I think about what we failed at and what we’re trying to learn. “Static,” I say. “If the noise takes over, we say static.”
“Static,” he repeats, testing it on his tongue. “What about five rules?”
“You’re pushing your luck.”
“Humor me.”
“Five: we touch when we ask and when we get a yes. Not because we’re starving. Because we’re choosing.”
His fingers pause on my hair. “Yes.”
We don’t say I love you. We don’t need to use it tonight.
He shifts and I move with him, a small recalibration that has nothing to do with sex and everything to do with trying to sleep without flinching. “Tell me about the songs you played to bring her back,” he says, like he wants proof of the hours I kept.
“The door one,” I say. “The lullaby. The one I wrote for Arlo . . . plus a bunch of new things to distract her.” He groans, and I grin into his thigh.
“What about while you were with her in the main bedroom?”
“She asked for no music at first, then changed her mind. I played a few of her favorite songs, and then some I’m working on . . . We ate. Twice. She called me out when I started to narrate the world for her. ‘I can do it on my own,’ she said. So, I shut up.”
“Good,” he murmurs. “Teach me how to shut up.”
“You’re learning,” I say, and he is. He didn’t call the pilot. He didn’t sprint into the trees. He didn’t turn our day into a rescue he could brag about later. He stayed put and asked me to stay.
Silence grows—a quiet, not the kind that eats you. His hand finds the back of my neck and just rests there. I close my eyes and count to eight, then sixteen, not because I’m about to jump off a cliff inside my head but because measuring something that isn’t pain feels good.
“I keep seeing him,” he says after a while. “Dorian. In that lobby. The thought of him touching her with that voice, that smile—” He stops before the words become something that bites.
“You shouldn’t have watched the videos.” I fucking warned him.
When Arthur Bradley offered to help him rescue Cleo, they brought on board his son, who hacked into Dorian’s system. They had access to all his cameras and saw what was happening to Cleo. Hence, they sped up the rescue as much as they could. Also . . . they showed some of the video to Eddie.
I don’t think he’s ever going to survive that.
“I know.” He bobs his head.
“Static,” he says, just to try the word out loud. It sits between us and doesn’t demand anything.
“You can sleep,” I tell him. “I’ll take first watch.” I don’t mean guard duty. I mean, if the memories and bad dreams show up for him, I’ll tell them to fuck off.
He snorts softly. “We’re not trading watches over each other like a campout.”
“We’re allowed to be ridiculous,” I say. “It beats being tragic.”
He taps two fingers against my shoulder in a rhythm I recognize from when we were stupid and new. “Trade me at two,” he says.
“Deal.”
Minutes pass.
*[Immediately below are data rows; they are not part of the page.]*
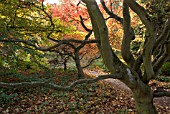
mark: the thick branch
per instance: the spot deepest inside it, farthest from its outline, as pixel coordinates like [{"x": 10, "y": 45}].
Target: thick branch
[
  {"x": 57, "y": 87},
  {"x": 99, "y": 21},
  {"x": 161, "y": 93},
  {"x": 163, "y": 37},
  {"x": 60, "y": 42},
  {"x": 141, "y": 12},
  {"x": 128, "y": 36},
  {"x": 112, "y": 15},
  {"x": 162, "y": 59}
]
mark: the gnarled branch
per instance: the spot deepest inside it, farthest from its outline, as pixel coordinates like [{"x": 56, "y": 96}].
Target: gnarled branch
[{"x": 58, "y": 87}]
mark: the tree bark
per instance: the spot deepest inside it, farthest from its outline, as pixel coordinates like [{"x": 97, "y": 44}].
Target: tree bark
[
  {"x": 78, "y": 65},
  {"x": 144, "y": 101}
]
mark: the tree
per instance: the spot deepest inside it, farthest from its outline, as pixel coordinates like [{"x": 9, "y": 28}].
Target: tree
[{"x": 130, "y": 71}]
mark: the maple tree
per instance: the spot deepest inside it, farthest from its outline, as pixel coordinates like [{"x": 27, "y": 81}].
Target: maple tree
[{"x": 130, "y": 71}]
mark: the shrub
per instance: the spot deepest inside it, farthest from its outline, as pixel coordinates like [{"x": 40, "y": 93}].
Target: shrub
[{"x": 166, "y": 69}]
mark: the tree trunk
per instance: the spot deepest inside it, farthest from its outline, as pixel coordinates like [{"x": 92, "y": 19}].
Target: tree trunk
[
  {"x": 144, "y": 101},
  {"x": 78, "y": 65}
]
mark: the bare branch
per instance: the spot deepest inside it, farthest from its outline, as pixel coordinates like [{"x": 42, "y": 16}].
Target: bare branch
[
  {"x": 163, "y": 37},
  {"x": 112, "y": 15},
  {"x": 128, "y": 36},
  {"x": 58, "y": 87},
  {"x": 161, "y": 93},
  {"x": 141, "y": 12},
  {"x": 165, "y": 56},
  {"x": 83, "y": 25},
  {"x": 91, "y": 61}
]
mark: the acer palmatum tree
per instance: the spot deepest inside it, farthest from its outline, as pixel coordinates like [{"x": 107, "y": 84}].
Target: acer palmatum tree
[{"x": 130, "y": 71}]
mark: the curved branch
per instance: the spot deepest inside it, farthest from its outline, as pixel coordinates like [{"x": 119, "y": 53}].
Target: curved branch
[
  {"x": 57, "y": 87},
  {"x": 141, "y": 12},
  {"x": 162, "y": 59},
  {"x": 112, "y": 15},
  {"x": 163, "y": 37},
  {"x": 161, "y": 93},
  {"x": 128, "y": 36}
]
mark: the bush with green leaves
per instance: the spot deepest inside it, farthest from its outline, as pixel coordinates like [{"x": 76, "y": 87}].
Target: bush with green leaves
[{"x": 166, "y": 69}]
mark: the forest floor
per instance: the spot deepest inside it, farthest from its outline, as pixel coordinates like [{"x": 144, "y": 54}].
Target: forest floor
[
  {"x": 161, "y": 103},
  {"x": 110, "y": 96}
]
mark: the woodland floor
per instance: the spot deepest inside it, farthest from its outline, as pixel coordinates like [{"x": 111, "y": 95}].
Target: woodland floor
[{"x": 107, "y": 97}]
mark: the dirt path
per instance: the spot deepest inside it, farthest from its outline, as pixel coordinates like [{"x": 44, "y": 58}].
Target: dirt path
[{"x": 162, "y": 102}]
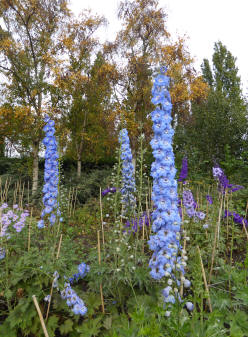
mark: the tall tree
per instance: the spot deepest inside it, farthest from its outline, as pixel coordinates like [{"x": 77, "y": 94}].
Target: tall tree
[
  {"x": 84, "y": 83},
  {"x": 222, "y": 118},
  {"x": 144, "y": 42},
  {"x": 27, "y": 47}
]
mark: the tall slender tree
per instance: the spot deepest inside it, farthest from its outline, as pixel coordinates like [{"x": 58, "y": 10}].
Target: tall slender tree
[
  {"x": 222, "y": 118},
  {"x": 27, "y": 47}
]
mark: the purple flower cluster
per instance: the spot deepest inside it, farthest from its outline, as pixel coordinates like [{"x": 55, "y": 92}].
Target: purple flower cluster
[
  {"x": 68, "y": 294},
  {"x": 224, "y": 184},
  {"x": 209, "y": 199},
  {"x": 236, "y": 218},
  {"x": 191, "y": 205},
  {"x": 108, "y": 190},
  {"x": 184, "y": 170},
  {"x": 72, "y": 300},
  {"x": 128, "y": 182},
  {"x": 137, "y": 223},
  {"x": 15, "y": 219},
  {"x": 83, "y": 269},
  {"x": 51, "y": 174},
  {"x": 166, "y": 219}
]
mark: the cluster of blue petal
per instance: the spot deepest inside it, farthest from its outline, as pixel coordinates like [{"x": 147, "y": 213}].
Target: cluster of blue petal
[
  {"x": 72, "y": 300},
  {"x": 224, "y": 184},
  {"x": 51, "y": 174},
  {"x": 184, "y": 170},
  {"x": 83, "y": 269},
  {"x": 166, "y": 219},
  {"x": 191, "y": 206},
  {"x": 128, "y": 182}
]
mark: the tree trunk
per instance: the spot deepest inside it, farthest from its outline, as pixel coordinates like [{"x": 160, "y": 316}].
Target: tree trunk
[
  {"x": 35, "y": 166},
  {"x": 79, "y": 166},
  {"x": 79, "y": 155}
]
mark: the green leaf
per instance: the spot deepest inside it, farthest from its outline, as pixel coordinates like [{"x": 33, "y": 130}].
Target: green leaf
[
  {"x": 66, "y": 327},
  {"x": 107, "y": 322},
  {"x": 51, "y": 325}
]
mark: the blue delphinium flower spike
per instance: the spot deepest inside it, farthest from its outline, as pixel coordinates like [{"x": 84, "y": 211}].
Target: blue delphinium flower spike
[
  {"x": 165, "y": 260},
  {"x": 128, "y": 181},
  {"x": 51, "y": 174}
]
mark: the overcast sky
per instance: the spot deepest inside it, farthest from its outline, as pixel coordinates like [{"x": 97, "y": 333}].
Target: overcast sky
[{"x": 203, "y": 22}]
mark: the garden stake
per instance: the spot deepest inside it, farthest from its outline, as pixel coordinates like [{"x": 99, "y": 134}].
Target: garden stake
[
  {"x": 21, "y": 196},
  {"x": 14, "y": 197},
  {"x": 69, "y": 199},
  {"x": 143, "y": 234},
  {"x": 40, "y": 316},
  {"x": 215, "y": 239},
  {"x": 51, "y": 291},
  {"x": 227, "y": 220},
  {"x": 246, "y": 233},
  {"x": 101, "y": 215},
  {"x": 75, "y": 201},
  {"x": 205, "y": 280},
  {"x": 99, "y": 260},
  {"x": 28, "y": 192},
  {"x": 29, "y": 229}
]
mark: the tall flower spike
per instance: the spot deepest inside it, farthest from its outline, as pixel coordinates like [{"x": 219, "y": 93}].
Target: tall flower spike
[
  {"x": 184, "y": 170},
  {"x": 51, "y": 174},
  {"x": 128, "y": 181},
  {"x": 166, "y": 219}
]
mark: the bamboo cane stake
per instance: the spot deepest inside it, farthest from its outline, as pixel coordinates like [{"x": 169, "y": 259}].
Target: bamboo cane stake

The house settles into night-sounds. Somewhere downstairs, there’s a click.
“I’m glad you kissed me,” Eddie says, a whisper that might be for me or for the ceiling. “It felt like we were on the same team.”
“We are,” I say. “We keep forgetting, but we are.”
He presses his mouth to my forehead. It’s a touch without hunger, a benediction he doesn’t believe he’s allowed to give. I let it land. I don’t chase it. We’re learning.
“Tomorrow,” he says, and leaves the rest for the morning to decide.
“Tomorrow,” I agree.
The door stays open. In the other room, a girl sleeps like sleeping is a new instrument, and she’s close to hearing how it’s tuned. In this room, two men who broke each other a little are trying to be easier on the wood this time.
“Static,” I murmur, just to feel the word on my tongue.
“Static,” he echoes, and it doesn’t mean noise for once. It means stop, breathe, begin again.